Inverted Indexes: A Step-by-Step Implementation Guide

the_precipitate • 5 hours ago

To really appreciate inverted indexes, it’s worthwhile to study ISR (Inverted Stream Readers), a concept introduced by the great Mike Burrows. It’s also worth exploring encoding techniques like PForDelta. These elegant ideas demonstrate how true systems design masters can distill complex concepts into simple, powerful abstractions.

Edit: I stand corrected: it's called index stream readers (thanks atombender for pointing this out). For those who knows Mike Burrows only for the Burrows-Wheeler transformation (BZip), you might also want to know that he was also one of the main developers of AltaVista, the first real search engine for the internet. He also designed the early versions of Bing search engine.

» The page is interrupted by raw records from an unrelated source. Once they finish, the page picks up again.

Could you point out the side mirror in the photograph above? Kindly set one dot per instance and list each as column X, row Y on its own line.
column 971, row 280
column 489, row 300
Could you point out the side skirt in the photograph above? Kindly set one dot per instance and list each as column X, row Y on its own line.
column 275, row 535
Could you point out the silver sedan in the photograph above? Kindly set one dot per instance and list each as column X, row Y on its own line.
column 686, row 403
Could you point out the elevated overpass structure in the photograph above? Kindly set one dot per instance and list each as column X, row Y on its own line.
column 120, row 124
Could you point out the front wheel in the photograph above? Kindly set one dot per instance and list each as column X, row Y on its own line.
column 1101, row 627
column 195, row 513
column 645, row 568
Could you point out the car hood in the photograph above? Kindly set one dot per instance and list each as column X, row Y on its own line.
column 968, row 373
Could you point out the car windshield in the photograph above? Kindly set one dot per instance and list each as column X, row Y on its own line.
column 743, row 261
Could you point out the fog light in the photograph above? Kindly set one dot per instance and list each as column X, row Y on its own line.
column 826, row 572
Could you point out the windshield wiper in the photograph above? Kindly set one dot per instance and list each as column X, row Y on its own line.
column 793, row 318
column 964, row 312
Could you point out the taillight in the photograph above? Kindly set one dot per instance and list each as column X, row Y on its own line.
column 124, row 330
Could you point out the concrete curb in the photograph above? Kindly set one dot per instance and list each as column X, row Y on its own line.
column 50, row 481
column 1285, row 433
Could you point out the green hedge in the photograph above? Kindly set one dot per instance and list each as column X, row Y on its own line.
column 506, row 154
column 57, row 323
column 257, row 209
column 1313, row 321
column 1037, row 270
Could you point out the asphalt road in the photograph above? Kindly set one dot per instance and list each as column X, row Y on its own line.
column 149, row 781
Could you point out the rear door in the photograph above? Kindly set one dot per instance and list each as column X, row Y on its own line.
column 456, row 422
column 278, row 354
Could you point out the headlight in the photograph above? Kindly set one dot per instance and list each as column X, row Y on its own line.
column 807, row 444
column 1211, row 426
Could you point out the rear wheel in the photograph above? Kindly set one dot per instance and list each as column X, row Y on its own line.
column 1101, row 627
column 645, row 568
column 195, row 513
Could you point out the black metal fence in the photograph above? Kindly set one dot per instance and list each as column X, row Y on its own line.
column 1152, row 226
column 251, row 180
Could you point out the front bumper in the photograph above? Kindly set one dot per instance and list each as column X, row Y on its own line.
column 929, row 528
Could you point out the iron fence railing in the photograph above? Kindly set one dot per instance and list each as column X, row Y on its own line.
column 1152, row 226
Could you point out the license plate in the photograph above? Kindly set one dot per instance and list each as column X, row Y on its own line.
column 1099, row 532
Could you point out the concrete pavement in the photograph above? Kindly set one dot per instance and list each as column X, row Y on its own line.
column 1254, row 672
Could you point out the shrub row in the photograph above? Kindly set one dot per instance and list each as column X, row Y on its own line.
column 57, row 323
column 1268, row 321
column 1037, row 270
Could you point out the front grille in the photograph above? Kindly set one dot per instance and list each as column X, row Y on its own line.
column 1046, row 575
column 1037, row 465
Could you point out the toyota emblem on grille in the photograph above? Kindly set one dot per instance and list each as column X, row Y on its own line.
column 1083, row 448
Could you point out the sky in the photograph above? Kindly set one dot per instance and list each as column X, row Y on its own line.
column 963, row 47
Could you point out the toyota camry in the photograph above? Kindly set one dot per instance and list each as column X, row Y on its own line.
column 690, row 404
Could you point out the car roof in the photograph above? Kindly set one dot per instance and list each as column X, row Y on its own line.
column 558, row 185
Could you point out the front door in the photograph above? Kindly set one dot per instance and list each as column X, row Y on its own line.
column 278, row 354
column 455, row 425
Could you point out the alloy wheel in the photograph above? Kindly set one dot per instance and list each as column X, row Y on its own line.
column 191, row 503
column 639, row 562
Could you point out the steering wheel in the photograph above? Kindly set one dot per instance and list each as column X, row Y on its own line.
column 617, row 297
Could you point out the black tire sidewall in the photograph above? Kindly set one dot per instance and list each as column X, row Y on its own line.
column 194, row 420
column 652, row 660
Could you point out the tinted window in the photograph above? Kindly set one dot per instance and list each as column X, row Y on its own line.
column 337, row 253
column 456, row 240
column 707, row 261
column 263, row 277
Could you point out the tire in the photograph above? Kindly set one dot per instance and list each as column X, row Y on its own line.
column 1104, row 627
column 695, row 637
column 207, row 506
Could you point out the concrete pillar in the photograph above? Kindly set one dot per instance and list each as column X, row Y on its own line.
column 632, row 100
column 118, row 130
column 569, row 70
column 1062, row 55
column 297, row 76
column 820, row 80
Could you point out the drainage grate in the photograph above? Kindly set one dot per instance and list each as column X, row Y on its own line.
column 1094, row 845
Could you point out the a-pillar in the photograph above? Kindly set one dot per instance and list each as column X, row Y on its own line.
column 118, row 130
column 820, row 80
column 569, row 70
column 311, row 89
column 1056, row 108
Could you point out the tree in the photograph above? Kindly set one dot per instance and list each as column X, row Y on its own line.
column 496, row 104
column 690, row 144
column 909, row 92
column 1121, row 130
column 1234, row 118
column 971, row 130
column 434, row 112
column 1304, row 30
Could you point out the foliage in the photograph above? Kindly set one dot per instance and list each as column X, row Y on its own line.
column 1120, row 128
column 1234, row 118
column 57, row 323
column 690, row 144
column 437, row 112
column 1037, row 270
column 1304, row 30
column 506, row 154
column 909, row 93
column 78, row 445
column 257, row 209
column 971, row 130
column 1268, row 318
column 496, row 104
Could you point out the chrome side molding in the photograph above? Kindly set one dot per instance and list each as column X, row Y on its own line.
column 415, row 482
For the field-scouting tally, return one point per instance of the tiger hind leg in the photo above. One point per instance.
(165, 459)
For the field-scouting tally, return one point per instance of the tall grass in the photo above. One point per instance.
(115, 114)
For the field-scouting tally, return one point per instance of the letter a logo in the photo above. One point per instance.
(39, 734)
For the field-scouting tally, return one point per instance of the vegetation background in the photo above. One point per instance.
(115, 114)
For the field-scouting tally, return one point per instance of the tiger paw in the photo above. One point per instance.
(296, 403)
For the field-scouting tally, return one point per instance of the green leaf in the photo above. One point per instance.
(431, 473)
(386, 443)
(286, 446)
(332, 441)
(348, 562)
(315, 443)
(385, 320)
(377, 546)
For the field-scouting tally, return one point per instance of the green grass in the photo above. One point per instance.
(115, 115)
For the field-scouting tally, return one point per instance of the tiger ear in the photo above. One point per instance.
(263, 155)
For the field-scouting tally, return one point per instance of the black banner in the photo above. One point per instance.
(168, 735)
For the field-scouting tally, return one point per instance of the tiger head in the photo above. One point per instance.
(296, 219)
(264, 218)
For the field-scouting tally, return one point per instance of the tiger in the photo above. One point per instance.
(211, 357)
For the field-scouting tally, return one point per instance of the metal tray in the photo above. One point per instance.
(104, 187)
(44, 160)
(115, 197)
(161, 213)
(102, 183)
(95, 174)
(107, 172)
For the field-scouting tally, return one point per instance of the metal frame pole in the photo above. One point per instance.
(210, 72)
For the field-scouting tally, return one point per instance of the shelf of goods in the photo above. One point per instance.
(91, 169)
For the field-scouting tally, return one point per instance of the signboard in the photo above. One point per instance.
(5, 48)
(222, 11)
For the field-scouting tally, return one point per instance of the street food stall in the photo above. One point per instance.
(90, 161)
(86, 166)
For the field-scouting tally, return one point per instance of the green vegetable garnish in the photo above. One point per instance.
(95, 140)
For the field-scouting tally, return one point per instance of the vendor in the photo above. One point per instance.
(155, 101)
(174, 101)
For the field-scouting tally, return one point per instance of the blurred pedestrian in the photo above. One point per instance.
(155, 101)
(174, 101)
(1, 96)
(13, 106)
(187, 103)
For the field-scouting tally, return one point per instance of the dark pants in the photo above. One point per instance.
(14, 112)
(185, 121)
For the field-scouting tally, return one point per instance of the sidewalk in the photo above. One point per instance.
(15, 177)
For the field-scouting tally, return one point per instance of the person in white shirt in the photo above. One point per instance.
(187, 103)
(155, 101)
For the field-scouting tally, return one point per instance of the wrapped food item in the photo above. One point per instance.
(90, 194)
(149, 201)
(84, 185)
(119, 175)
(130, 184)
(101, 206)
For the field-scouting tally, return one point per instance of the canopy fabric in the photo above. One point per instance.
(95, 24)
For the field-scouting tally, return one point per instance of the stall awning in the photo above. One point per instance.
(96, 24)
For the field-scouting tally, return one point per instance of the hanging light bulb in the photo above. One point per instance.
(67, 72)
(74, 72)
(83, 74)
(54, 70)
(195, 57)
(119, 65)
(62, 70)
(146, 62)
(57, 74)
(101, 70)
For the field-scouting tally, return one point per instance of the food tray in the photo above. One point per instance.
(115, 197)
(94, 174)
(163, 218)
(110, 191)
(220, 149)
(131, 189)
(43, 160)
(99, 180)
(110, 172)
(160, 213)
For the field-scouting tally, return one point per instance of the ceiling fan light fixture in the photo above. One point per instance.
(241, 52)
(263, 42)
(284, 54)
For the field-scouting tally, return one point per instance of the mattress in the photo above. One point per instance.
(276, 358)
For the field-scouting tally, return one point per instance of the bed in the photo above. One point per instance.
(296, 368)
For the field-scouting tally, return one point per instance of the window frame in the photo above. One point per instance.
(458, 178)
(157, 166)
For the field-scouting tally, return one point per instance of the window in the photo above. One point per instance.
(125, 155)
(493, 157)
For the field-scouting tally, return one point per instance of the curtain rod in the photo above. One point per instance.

Eventually he worked for Google and designed their lock service called Chubby.

marginalia_nu • 4 hours ago

Another very nice algorithm in the space is this one[1] for intersecting postings lists in sublinear time generally with very good cache characteristics to boot. Works with tree-based indexes as well as skip lists (though a more modern design might also use simple bloom filters to go with the skip pointers).

[1] https://nlp.stanford.edu/IR-book/html/htmledition/faster-pos...

atombender • 4 hours ago

I think you're thinking of index stream readers?

mrkeen • 4 hours ago

I have heard of neither. But the mention of Burrows leads me to Burrows-Wheeler, which is a compression algorithm (bzip).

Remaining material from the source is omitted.